O café chegou à Europa no século 16, via Turquia, e foi recebido com desconfiança pelos cristãos, que o viam como "bebida do satanás" por sua origem árabe-islâmica. Em Veneza, por volta de 1570, a bebida gerou debate no mundo católico. A tradição histórica conta que o papa Clemente 8º (1536-1605) provou o café e, achando-o tão bom, decidiu "batizá-lo", tornando-o aceitável para os cristãos. Segundo o Yale Center for the Study of Globalization, a aprovação papal ajudou a manter a sobriedade da população em uma época de consumo excessivo de álcool.

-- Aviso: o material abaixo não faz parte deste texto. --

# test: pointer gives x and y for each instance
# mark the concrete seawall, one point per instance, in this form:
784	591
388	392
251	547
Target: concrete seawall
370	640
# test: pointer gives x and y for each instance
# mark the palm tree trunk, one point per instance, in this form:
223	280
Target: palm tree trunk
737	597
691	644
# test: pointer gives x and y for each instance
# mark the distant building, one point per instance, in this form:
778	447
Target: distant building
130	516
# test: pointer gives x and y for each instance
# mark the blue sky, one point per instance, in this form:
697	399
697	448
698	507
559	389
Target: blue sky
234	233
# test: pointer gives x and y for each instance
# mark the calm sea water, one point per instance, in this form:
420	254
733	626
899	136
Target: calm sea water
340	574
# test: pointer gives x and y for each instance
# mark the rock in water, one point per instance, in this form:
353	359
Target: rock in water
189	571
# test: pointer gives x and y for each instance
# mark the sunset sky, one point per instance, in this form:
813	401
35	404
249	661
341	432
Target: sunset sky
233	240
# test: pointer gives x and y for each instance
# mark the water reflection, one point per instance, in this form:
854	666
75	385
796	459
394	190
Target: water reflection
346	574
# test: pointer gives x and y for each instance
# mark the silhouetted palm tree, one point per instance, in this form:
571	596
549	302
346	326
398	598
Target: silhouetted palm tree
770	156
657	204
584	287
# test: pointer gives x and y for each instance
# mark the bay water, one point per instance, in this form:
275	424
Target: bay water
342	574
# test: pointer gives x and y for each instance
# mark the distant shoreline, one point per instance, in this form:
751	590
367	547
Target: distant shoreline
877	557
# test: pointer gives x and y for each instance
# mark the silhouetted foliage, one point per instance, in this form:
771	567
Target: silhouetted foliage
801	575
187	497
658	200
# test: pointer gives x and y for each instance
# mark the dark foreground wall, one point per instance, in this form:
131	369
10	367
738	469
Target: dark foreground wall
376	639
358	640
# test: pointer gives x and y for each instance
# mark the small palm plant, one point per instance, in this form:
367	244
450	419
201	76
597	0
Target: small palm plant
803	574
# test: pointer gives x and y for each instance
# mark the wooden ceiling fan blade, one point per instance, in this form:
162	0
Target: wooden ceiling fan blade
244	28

Proibições atuais: mórmons e adventistas

A Igreja de Jesus Cristo dos Santos dos Últimos Dias (mórmons) proíbe o café desde 1833, quando Joseph Smith escreveu em Doutrina e Convênios a condenação de "bebidas quentes". O historiador Keith Erekson, da igreja, explicou à BBC News Brasil em 2023 que a revelação incentiva o cuidado com o corpo para receber recompensas espirituais.

A Igreja Adventista do Sétimo Dia não proíbe, mas orienta seus adeptos a não beberem café. A biomédica Lanny Cristina Burlandy Soares, diretora associada de saúde da igreja para a América do Sul, afirma que a cafeína pode causar dependência e que o corpo é "templo do Espírito Santo". Ela relembra que, em 1511, setores rigorosos de Meca proibiram o café por supostamente contrariar o Alcorão.

O fenômeno editorial "Café com..."

O pastor Junior Rostirola, da Igreja Reviver em Itajaí (SC), viu seu livro Café com Deus Pai vender mais de 10 milhões de exemplares, tornando-se o autor brasileiro mais vendido em 2023. "O café simboliza uma pausa, um momento de conversa, acolhimento e proximidade", diz Rostirola. O sucesso gerou uma onda de títulos similares, como Café com Nossa Senhora, Café com Jesus e até Café com Exu, do psicólogo Rubens Oliveira, que une a metáfora do café com orixás afro-brasileiros.

A jornalista Lilian Cardoso, especialista em marketing literário, atribui o sucesso à "sacada do título" e à audiência prévia do autor. "Outros projetos foram surfando nessa onda dos devocionais", analisa.

Metáfora cultural e acolhimento

Para Oliveira, o café representa "encontro, conversa, pausa" e, em tempos de excesso de informação, a ideia de um momento de reflexão é sedutora. A adventista Soares afirma que sua igreja vê com admiração o alcance dessas obras, pois a metáfora do café "não é um endosso da bebida, mas uma imagem poderosa de acolhimento". "Nossa posição é simples: acolhemos com simpatia qualquer iniciativa que aproxime as pessoas de Deus", resume.